Multi-Order Hyperbolic Graph Convolution and Aggregated Attention for Social Event Detection
Yao Liu, Zhilan Liu, Tien Ping Tan, Yuxin Li
TL;DR
The paper introduces MOHGCAA, a novel framework that integrates multi-order graph convolution with aggregated attention in hyperbolic space to address social event detection. By projecting Euclidean features into hyperbolic space, performing multi-order convolutions in the tangent space, and aggregating via attention before mapping back, the approach captures hierarchical and higher-order relationships that Euclidean methods miss. The authors present both unsupervised and supervised variants, validate on multiple datasets, and show consistent improvements over strong baselines, with hyperbolic space and model variants yielding nuanced gains. The work advances hyperbolic representation learning for SED, offering a scalable, robust method that improves detection in tree-like, hierarchical social data and suggesting directions for real-time and broader graph-based tasks.
Abstract
Social event detection (SED) is a task focused on identifying specific real-world events and has broad applications across various domains.
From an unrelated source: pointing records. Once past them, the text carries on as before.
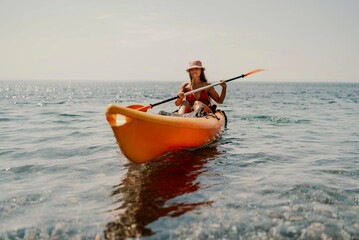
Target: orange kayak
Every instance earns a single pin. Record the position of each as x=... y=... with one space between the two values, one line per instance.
x=144 y=136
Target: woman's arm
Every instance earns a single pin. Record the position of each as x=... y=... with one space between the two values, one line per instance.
x=181 y=94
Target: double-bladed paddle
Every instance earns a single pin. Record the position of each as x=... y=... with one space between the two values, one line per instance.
x=145 y=108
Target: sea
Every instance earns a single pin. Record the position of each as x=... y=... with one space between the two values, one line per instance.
x=286 y=166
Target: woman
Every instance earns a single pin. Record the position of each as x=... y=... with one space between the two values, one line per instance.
x=203 y=98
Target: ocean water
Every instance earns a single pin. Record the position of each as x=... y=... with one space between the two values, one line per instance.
x=286 y=167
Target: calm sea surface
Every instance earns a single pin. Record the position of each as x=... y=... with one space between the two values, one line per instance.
x=286 y=167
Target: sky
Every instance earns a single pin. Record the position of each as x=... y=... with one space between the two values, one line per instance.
x=123 y=40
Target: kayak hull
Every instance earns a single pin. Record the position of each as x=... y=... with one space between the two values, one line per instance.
x=144 y=136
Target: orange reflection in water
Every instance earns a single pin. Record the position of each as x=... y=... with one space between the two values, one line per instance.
x=144 y=193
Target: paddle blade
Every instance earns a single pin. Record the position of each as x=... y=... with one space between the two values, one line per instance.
x=254 y=71
x=140 y=107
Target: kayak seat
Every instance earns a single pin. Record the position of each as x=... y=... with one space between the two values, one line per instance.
x=198 y=113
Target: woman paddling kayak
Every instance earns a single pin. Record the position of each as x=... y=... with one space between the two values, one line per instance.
x=203 y=98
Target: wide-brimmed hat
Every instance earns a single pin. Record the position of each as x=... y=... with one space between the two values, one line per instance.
x=195 y=64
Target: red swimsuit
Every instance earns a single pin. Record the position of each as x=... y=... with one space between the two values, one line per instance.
x=203 y=98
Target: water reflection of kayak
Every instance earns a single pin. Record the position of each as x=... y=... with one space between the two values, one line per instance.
x=149 y=192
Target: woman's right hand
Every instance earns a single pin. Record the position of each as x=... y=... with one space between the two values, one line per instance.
x=180 y=95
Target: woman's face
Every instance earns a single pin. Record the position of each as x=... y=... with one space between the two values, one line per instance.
x=195 y=72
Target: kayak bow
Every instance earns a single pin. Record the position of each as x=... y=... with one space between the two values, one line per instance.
x=143 y=136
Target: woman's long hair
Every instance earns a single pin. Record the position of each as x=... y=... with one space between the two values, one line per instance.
x=202 y=76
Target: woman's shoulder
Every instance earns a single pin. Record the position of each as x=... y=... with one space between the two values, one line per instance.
x=185 y=84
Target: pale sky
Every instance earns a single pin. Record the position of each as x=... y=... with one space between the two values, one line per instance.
x=304 y=40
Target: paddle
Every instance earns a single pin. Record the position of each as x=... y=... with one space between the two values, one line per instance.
x=145 y=108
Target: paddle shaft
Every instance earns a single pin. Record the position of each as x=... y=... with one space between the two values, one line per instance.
x=195 y=90
x=199 y=89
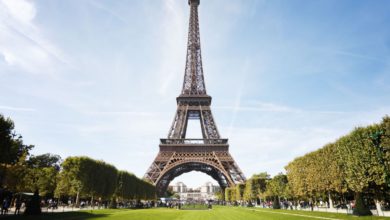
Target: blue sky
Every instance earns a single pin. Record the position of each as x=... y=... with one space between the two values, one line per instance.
x=99 y=78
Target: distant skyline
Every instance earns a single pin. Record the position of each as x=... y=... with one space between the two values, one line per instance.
x=100 y=78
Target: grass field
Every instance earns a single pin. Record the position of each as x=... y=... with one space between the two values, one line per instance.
x=217 y=213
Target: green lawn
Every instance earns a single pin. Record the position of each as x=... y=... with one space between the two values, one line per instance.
x=217 y=213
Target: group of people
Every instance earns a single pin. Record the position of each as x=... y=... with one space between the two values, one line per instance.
x=6 y=204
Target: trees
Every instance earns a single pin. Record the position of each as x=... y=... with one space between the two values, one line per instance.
x=255 y=187
x=13 y=152
x=83 y=176
x=357 y=162
x=87 y=177
x=41 y=174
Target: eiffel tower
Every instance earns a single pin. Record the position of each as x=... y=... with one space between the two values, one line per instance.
x=179 y=155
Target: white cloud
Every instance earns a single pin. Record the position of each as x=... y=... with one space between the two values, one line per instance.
x=22 y=42
x=12 y=108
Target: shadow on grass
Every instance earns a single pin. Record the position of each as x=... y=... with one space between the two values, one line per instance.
x=56 y=216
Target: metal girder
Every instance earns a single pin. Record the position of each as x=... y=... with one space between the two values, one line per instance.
x=179 y=155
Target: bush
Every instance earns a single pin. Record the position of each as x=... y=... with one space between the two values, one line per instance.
x=33 y=207
x=275 y=203
x=360 y=207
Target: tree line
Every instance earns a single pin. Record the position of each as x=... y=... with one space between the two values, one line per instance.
x=74 y=178
x=354 y=167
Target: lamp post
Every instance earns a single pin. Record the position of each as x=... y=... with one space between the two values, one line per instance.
x=376 y=139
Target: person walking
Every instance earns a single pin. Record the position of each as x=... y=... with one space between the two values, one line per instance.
x=18 y=204
x=4 y=207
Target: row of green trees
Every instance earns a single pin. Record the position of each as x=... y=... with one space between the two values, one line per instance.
x=77 y=177
x=85 y=177
x=357 y=163
x=259 y=188
x=354 y=167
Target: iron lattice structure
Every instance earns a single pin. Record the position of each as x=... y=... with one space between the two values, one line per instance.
x=179 y=155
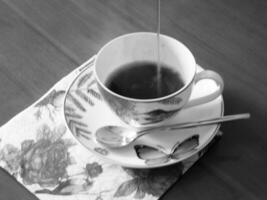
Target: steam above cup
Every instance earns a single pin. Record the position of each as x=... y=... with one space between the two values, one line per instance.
x=142 y=47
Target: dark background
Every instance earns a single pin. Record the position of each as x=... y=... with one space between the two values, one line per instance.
x=43 y=40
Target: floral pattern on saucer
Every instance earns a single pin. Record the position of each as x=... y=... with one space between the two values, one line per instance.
x=43 y=154
x=85 y=111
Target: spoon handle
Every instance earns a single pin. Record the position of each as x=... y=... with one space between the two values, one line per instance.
x=200 y=123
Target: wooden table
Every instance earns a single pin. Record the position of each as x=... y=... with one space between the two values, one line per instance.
x=41 y=41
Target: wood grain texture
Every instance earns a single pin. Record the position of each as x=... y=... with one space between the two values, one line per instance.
x=41 y=41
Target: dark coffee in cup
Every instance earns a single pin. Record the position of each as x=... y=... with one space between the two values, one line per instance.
x=143 y=80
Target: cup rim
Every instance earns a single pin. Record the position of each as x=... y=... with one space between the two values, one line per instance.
x=102 y=85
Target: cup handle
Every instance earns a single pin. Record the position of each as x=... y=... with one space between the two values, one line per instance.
x=207 y=74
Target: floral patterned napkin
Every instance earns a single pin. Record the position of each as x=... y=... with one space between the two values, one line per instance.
x=38 y=150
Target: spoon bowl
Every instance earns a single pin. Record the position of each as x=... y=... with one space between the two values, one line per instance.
x=118 y=136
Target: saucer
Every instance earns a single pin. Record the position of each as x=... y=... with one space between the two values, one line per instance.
x=85 y=111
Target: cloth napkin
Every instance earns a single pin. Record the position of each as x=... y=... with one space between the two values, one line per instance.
x=41 y=153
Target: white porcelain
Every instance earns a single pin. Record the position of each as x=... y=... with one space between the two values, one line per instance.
x=142 y=46
x=85 y=112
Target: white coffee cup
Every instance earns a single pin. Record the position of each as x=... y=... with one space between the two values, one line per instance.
x=142 y=46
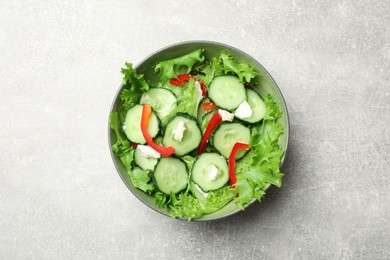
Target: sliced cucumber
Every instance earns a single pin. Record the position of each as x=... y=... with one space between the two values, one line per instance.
x=133 y=125
x=191 y=137
x=210 y=171
x=146 y=163
x=170 y=175
x=257 y=106
x=162 y=101
x=206 y=119
x=227 y=92
x=197 y=191
x=227 y=135
x=201 y=111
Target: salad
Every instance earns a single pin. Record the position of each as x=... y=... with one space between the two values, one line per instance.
x=198 y=136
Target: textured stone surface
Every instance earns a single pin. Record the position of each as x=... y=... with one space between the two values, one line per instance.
x=60 y=196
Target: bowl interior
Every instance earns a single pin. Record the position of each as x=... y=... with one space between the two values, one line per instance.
x=265 y=85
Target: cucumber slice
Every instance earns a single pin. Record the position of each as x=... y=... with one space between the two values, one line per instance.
x=144 y=162
x=133 y=125
x=227 y=135
x=201 y=111
x=206 y=119
x=210 y=171
x=197 y=191
x=257 y=106
x=191 y=136
x=170 y=175
x=227 y=92
x=162 y=101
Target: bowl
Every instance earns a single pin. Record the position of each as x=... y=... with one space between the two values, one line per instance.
x=265 y=85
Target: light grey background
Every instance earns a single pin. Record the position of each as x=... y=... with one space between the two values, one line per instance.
x=60 y=196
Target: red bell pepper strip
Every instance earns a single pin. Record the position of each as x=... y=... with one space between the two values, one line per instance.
x=146 y=113
x=180 y=80
x=232 y=161
x=214 y=121
x=203 y=88
x=209 y=106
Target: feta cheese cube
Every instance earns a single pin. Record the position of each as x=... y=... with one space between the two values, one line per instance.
x=178 y=133
x=226 y=116
x=243 y=110
x=213 y=172
x=148 y=151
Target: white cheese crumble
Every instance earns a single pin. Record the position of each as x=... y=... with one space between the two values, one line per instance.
x=205 y=194
x=148 y=151
x=213 y=172
x=199 y=90
x=243 y=110
x=226 y=116
x=179 y=131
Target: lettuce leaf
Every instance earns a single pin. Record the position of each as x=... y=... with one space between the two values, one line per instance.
x=187 y=102
x=169 y=69
x=260 y=166
x=135 y=85
x=141 y=179
x=187 y=206
x=227 y=64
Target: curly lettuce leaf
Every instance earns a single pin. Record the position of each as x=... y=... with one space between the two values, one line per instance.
x=135 y=85
x=208 y=72
x=161 y=199
x=187 y=102
x=169 y=69
x=141 y=179
x=227 y=64
x=273 y=112
x=260 y=166
x=187 y=206
x=122 y=145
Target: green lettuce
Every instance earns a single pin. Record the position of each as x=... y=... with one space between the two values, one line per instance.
x=141 y=179
x=122 y=148
x=260 y=166
x=170 y=69
x=187 y=206
x=187 y=102
x=135 y=85
x=226 y=64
It is integral to many mobile applications with social features, including major platforms like Twitter, Weibo, and Facebook. By enabling the analysis of social events, SED provides valuable insights for businesses to understand consumer preferences and supports public services in handling emergencies and disaster management. Due to the hierarchical structure of event detection data, traditional approaches in Euclidean space often fall short in capturing the complexity of such relationships. While existing methods in both Euclidean and hyperbolic spaces have shown promising results, they tend to overlook multi-order relationships between events. To address these limitations, this paper introduces a novel framework, Multi-Order Hyperbolic Graph Convolution with Aggregated Attention (MOHGCAA), designed to enhance the performance of SED. Experimental results demonstrate significant improvements under both supervised and unsupervised settings. To further validate the effectiveness and robustness of the proposed framework, we conducted extensive evaluations across multiple datasets, confirming its superiority in tackling common challenges in social event detection.